Monday, April 5, 2010

Pasqua


It's one thing to grow up in a household that celebrates Easter, but to live in a country where it's a national holiday is another thing. Like Christmas, Easter, or Pasqua, in Italy is another day to prepare a HUGE feast, be with family and friends and eat like it's nobody's business. Because Marcello (my honey) and I weren't able to make it down to Naples and spend Easter with his family, we were invited by one the mother of one of our fellow southern Italian friends' over to help them gorge on their Easter meal. Never wanting to go empty handed, Marcello and I decided to make the traditional Napolitan Pastiera, which is the traditional cake eaten in Naples for Easter. Pastry making honestly is a whole different ball game when it comes to Napolitan or even Southern Italian sweets and pastries. We spent literally entire yesterday making this thing from start to finish, between making the pasta frolla, the three different components of the filling, and the two hour cooking time. I feel as if it's all about technique when it comes to their pastry making. Sure, one can go to the store, find the ingredients and follow a recipe, but it really boils down to how everything is made; it's what the hands are doing that is making the amazing glory of all things delicious. Seriously that's how I would describe any pastry from the southern region. It's all about perfecting la pasta, or crust, and it's always going to have the right balance, never being too sweet or too rich (which can be a bad thing because, how do you know when to stop?). You'll never find a 5 layered chocolate cake, a mammoth sized peanut butter cup, or a decadent New York Style Cheesecake (yet, guilt as charged, these are the desserts that I miss and end up going to town on when I'm home visiting), instead it will be a creamy gelato, a ricotta filled cannoli, baked or poached fruit in balsamic reduction or a slice of one of these marvelous cakes. So what does one typically have at an Easter (primarily Southern Italian) meal?

Antipasto: various sliced meats (salami, prosciutto, sopressata), fresh mozzarella, in-house sun-dried tomatoes, marinated mushrooms, olives, country bread, and frittata.
Primo: Lasagna alla Napolitana--(homemade pasta with meat) What sounds as a heavy dish, if made well, is rather light or leggero, NEVER prohibiting one from continuing onto the next corse. The objective is to taste the wonderful homemade fresh pasta with a few bites now and then of cheese and meat as an accompaniment, rather than a gut-bomb over load of meat and oil.
Secondo: Ribs and baby Veal of 10 months. Unfortunately I had to stop at the Lasgna because I'm not a big meat eater, but I can even say that these babies looked divine. The aroma of the meat juices with the tomato sauce just made me want to take a piece of bread and soak up some of the juices..... and maybe I did :)
Terzo: La Rostiera. Pork roast (white and dark meat) roasted all day to perfection. That's all there is to say.
I Contorni: Sides of vegetables and salad were abundant and perfect.
Dolci: Started with fresh gigantic strawberries with a touch of sugar and lemon juice with a center of panna (whipped cream) if people desired. And of course TWO versions of the Pasteria Napoletana (she made one too).
Of course wine was served as well as Grappa before dessert and cafe' at the end to help with the rest of the days digestion.
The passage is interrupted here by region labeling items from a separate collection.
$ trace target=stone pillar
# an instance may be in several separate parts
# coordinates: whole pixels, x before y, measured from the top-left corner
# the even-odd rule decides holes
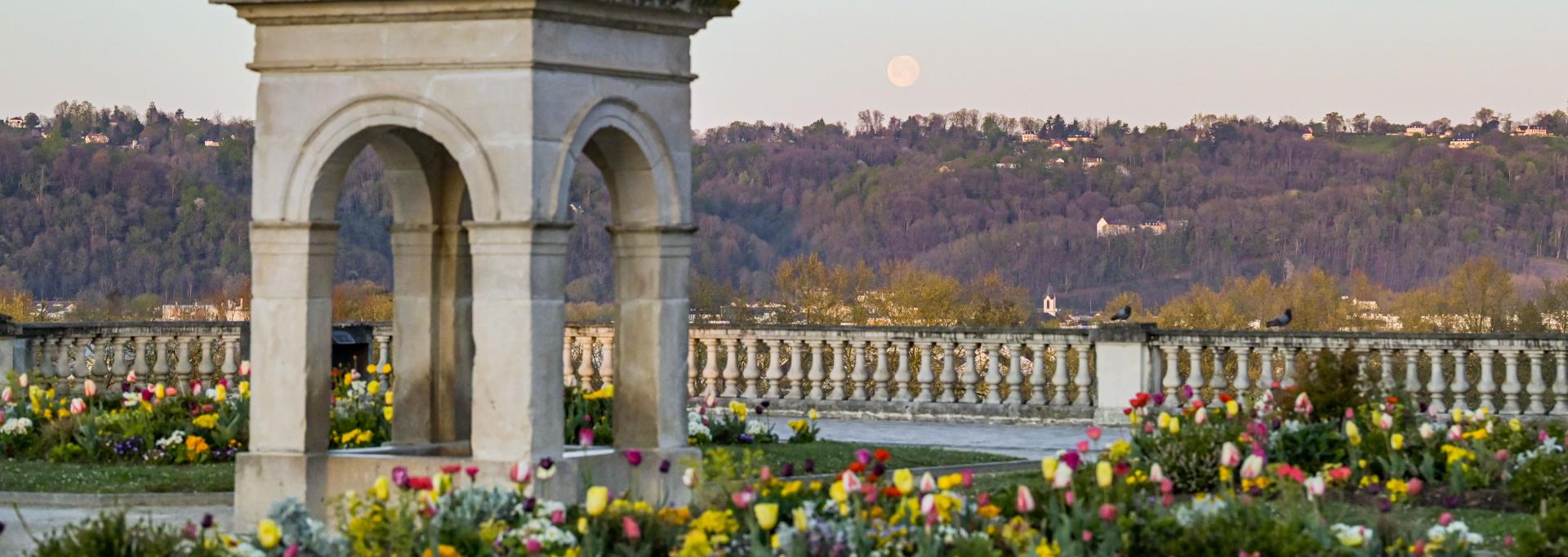
[[[558,350],[566,331],[568,228],[557,223],[467,223],[474,260],[470,424],[475,460],[532,463],[561,457],[561,431],[566,427],[561,392],[566,384]],[[398,339],[401,344],[403,339]],[[624,348],[627,344],[622,340],[618,345]],[[626,358],[621,362],[622,373],[637,366]],[[403,362],[398,366],[401,369]],[[616,392],[618,403],[637,399],[633,392]]]
[[[1121,408],[1138,392],[1152,392],[1154,364],[1149,353],[1149,323],[1107,323],[1090,336],[1094,342],[1094,422],[1123,424]],[[1088,355],[1079,355],[1088,358]]]
[[[325,511],[336,253],[337,224],[251,223],[251,353],[263,372],[251,378],[251,447],[235,468],[235,524],[256,522],[284,497]]]
[[[681,375],[685,369],[687,281],[695,231],[610,229],[616,300],[615,384],[619,386],[613,427],[615,442],[621,447],[674,449],[687,444],[688,394]],[[800,362],[790,366],[798,367]]]

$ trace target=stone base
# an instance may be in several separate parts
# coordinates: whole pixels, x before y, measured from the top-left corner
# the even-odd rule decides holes
[[[695,447],[644,449],[640,466],[630,466],[626,455],[610,447],[568,447],[557,458],[555,475],[536,480],[541,499],[575,502],[586,486],[602,485],[612,493],[649,502],[687,504],[690,490],[681,483],[687,468],[701,466],[702,453]],[[670,461],[670,472],[659,464]],[[466,444],[397,446],[376,449],[331,450],[325,453],[240,453],[234,471],[234,521],[238,532],[249,532],[267,518],[273,504],[295,497],[304,501],[310,515],[331,521],[328,501],[345,491],[364,491],[376,477],[392,475],[392,469],[408,468],[411,475],[434,475],[442,466],[478,466],[478,486],[510,486],[514,463],[469,458]],[[456,477],[458,486],[469,485]]]

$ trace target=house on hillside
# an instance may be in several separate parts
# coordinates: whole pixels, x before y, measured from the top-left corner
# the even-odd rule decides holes
[[[1540,127],[1540,126],[1515,126],[1513,127],[1513,135],[1515,137],[1537,137],[1537,138],[1544,138],[1544,137],[1551,137],[1552,133],[1548,132],[1544,127]]]

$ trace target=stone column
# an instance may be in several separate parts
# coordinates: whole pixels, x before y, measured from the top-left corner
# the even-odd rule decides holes
[[[235,468],[245,524],[284,497],[325,510],[336,254],[334,223],[251,223],[251,351],[262,373],[251,378],[249,452]],[[160,353],[165,345],[158,339]],[[162,358],[157,366],[168,370]]]
[[[566,334],[569,226],[521,221],[466,226],[474,260],[474,458],[502,463],[560,458],[566,384],[557,350]],[[400,370],[403,366],[398,362]],[[637,399],[630,392],[616,394],[622,397]]]
[[[615,383],[622,386],[615,394],[616,446],[674,449],[687,444],[687,389],[681,373],[685,367],[687,281],[695,231],[610,231],[618,308]],[[560,427],[552,435],[560,438]]]
[[[1121,408],[1138,392],[1149,392],[1157,380],[1152,369],[1152,356],[1148,347],[1148,336],[1152,325],[1146,323],[1112,323],[1101,325],[1090,336],[1094,342],[1094,362],[1099,369],[1099,380],[1094,381],[1094,422],[1124,424]],[[1079,358],[1088,358],[1087,353]],[[1088,380],[1088,373],[1080,372],[1079,380]],[[1077,400],[1087,405],[1088,400]]]

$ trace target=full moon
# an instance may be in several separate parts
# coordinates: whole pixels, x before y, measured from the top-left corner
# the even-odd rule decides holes
[[[920,78],[920,63],[903,55],[887,63],[887,80],[897,86],[911,86]]]

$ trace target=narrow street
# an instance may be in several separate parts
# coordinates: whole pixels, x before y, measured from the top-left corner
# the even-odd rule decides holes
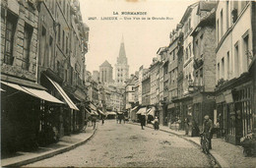
[[[91,128],[89,128],[91,129]],[[27,167],[210,167],[194,144],[160,131],[107,120],[86,144]]]

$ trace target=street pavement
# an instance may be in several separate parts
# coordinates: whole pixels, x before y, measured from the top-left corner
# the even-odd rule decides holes
[[[116,124],[98,124],[95,137],[68,152],[26,167],[211,167],[198,146],[173,134]]]

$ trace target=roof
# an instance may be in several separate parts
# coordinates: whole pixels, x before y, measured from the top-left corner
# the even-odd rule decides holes
[[[217,6],[217,2],[209,2],[209,1],[200,1],[197,9],[197,15],[200,14],[201,11],[212,11],[213,8]]]
[[[111,64],[108,63],[108,61],[104,61],[99,67],[112,67]]]
[[[192,12],[192,10],[199,4],[199,2],[193,3],[192,5],[189,5],[182,17],[182,19],[180,20],[181,24],[184,24],[184,22],[187,20],[188,16],[190,15],[190,13]]]
[[[204,28],[204,27],[213,27],[215,26],[215,18],[216,18],[216,10],[213,9],[211,13],[209,13],[207,16],[203,17],[197,27],[192,31],[191,35],[195,36],[199,30],[198,28]]]

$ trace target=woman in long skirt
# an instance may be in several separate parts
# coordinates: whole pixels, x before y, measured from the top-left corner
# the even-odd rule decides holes
[[[155,120],[154,120],[154,129],[155,130],[160,130],[160,122],[158,117],[156,116]]]

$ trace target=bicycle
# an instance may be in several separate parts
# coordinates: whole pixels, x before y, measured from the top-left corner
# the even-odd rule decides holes
[[[203,152],[209,154],[210,148],[210,134],[209,133],[201,133],[201,148]]]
This sounds and looks ridiculous in terms of quantity, and one might wonder why do American's eat only one huge plate, yet cultures like the Italians can eat all of these various plates and stay slim and healthy? The biggest key is correct proportions. Yes there were two courses of meat, but everyone had a few smaller pieces of each type. Each courses objective was to not fill one's plate to the max, rather it was to take a taste and save room for the next course. Don't get me wrong, we all felt stuffed and couldn't fit another morsel into our stomachs, but it was Easter and I'm definitely one who on the right occasion will enjoy their plate(s) of deliciousness to the fullest.